# Just got Vector Butane/Not competent to fill a lighter



## drb124 (Nov 11, 2011)

My only experience has been refilling a Blazer Stratus with the small can of Xikar butane. I just got the 10oz. (?) can's from CI of Vector butane, and I have been getting some blowback from that lighter and a little from my new Vector Thundra (a beast of a lighter). My question is does the larger can expel butane quicker, thereby filling the lighter quicker and explaining the hitherto unseen blowback? It should be noted that I have had no trouble with my lighters notwithstanding the filling issues.
Thanks for any help you might give.

Rivers


----------



## tpharkman (Feb 20, 2010)

I am not worth a crap at refills but I think the main key is to purge your lighter before filling. I have noticed that since I have faithfully begun to practice the purge I have lessened the blowback and quickened the refill time. Not until I purchased a lighter with a visible tank did I realize how quickly I could actually fill a lighter. My perception is the newer the can of butane the faster it fills the lighter but my perception isn't always reality.


----------



## Scoops (Nov 29, 2011)

I also have had a problem with vector butane. While refilling my lighters and pressing the can directly down on the refill valve, butane leaks out which is comming from the can itself (the part where the refill nozzle meets the can). I always purge my lighters before I fill them so I know that this is not the problem. It should be noted that I have tried two cans of butane with the same results from both. In the end the lighters get filled, but it seems as though a lot of butane is being wasted. I may try some xikar butane after these cans are out.

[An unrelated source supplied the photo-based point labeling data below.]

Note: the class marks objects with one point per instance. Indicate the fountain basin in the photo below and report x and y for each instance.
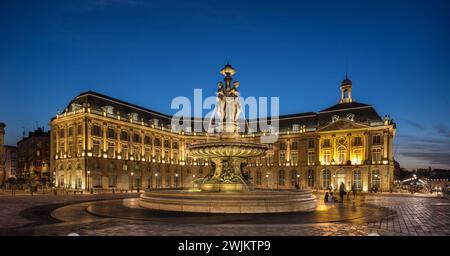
(257, 201)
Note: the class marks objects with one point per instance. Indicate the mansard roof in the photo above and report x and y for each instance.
(360, 112)
(341, 106)
(96, 101)
(363, 113)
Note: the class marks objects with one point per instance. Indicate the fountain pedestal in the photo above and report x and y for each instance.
(227, 188)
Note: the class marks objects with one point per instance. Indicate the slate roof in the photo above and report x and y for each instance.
(363, 113)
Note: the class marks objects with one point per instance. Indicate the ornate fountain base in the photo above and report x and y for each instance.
(257, 201)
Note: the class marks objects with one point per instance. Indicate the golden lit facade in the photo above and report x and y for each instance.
(2, 153)
(104, 143)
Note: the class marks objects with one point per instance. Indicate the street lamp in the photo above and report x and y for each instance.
(132, 173)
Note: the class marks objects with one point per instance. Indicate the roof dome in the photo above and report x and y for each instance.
(346, 81)
(228, 70)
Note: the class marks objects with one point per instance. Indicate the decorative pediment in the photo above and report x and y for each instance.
(341, 124)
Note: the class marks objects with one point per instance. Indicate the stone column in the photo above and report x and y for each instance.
(349, 148)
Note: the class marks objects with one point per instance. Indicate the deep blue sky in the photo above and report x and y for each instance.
(147, 52)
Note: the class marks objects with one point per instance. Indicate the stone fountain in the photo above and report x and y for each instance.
(227, 188)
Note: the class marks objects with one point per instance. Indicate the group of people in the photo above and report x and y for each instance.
(330, 198)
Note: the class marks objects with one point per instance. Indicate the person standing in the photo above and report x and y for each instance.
(342, 191)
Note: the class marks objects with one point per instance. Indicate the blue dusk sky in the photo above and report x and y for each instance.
(148, 52)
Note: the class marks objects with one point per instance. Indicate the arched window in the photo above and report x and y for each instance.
(375, 179)
(258, 177)
(357, 179)
(281, 177)
(294, 179)
(310, 178)
(341, 155)
(326, 177)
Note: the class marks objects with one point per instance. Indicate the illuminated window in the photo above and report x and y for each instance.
(376, 179)
(294, 157)
(96, 130)
(110, 133)
(294, 145)
(148, 153)
(341, 155)
(124, 151)
(326, 156)
(311, 157)
(111, 149)
(357, 179)
(124, 136)
(376, 139)
(311, 143)
(168, 180)
(294, 179)
(282, 157)
(326, 178)
(357, 156)
(136, 138)
(310, 178)
(96, 148)
(147, 140)
(376, 155)
(258, 177)
(281, 177)
(137, 152)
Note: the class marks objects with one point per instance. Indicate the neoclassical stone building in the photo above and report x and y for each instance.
(102, 142)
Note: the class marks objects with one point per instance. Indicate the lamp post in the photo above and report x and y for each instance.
(132, 173)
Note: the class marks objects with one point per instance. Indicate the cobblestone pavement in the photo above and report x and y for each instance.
(28, 215)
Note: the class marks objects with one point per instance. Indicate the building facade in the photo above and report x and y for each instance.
(10, 162)
(103, 142)
(2, 154)
(33, 157)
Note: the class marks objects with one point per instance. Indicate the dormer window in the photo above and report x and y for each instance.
(155, 122)
(109, 110)
(75, 106)
(351, 117)
(134, 117)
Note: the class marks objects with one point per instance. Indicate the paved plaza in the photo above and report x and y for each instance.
(119, 214)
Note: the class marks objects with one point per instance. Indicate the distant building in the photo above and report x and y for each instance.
(33, 156)
(2, 154)
(10, 162)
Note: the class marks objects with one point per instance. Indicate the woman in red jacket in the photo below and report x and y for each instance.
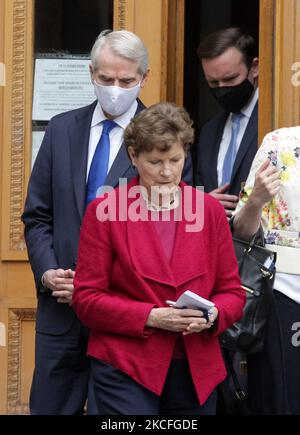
(143, 244)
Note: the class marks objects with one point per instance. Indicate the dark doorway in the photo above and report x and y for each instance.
(70, 25)
(201, 18)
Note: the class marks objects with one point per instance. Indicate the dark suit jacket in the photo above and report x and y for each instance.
(116, 288)
(208, 150)
(55, 205)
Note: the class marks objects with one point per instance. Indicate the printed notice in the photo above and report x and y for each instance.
(60, 84)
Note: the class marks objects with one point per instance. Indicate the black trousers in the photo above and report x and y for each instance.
(60, 384)
(117, 394)
(274, 373)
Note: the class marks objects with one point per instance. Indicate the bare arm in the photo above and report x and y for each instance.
(267, 184)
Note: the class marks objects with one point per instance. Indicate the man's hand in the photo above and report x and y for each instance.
(60, 282)
(229, 202)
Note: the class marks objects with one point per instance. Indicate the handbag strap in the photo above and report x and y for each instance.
(257, 239)
(239, 392)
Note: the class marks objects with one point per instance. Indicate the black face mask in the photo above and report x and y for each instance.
(233, 98)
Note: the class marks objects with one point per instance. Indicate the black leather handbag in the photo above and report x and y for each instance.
(257, 272)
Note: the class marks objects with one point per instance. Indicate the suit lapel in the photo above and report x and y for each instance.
(188, 259)
(249, 136)
(79, 134)
(147, 253)
(215, 147)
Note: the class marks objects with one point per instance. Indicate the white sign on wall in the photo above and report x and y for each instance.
(60, 84)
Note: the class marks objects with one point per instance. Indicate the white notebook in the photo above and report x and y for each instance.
(189, 299)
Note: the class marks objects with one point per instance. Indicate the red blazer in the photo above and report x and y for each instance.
(122, 273)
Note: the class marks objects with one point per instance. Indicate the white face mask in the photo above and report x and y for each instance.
(115, 100)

To answer your question, I think that the size of the can is not the problem, but maybe the quality of the can itself such as the refill nozzle.


----------



## CraigJS (Dec 23, 2009)

Different lighters have different nozzles. Not all butane cans will fit perfectly nor will you filling procedure always provide a perfect seal. Some butane cans come with a plastic multi nozzle adapter just for that reason. Follow good proven practices (check out some earlier posts on this subject aprox. 1 week ago.). Use the best butane you can find etc. Good luck, you'll "Git er done".


----------



## Stubby (Dec 6, 2010)

The older Vector cans with the metal tip did that pretty bad. I haven't noticed it as much from the new Vector cans with a plastic tip though. The last shipment we got in the shop are all plastic now.


----------



## Engineer99 (Aug 4, 2011)

So you ended up getting the Vector Thundra eh? Sweet. 

My experience filling up butane lighters is limited; I have a 500ml can of Power 5x refined with a metal nozzle that I got from a local smoke shop that I've been using to fill my Cigar Savor single flame torch. These things fill up really fast as evidenced through the fuel window and I just sort of feel it out and can tell when the can stops filling it by sound and feel. I've never had a problem with blowback and am not sure if that is due to technique or the quality of build of the can of butane.


----------



## drb124 (Nov 11, 2011)

Yeah, the Thundra is awesome! I think I am gonna see if I can swap the attachment from the Xikar can to the Vector one, because I have no trouble with the xikar one.


----------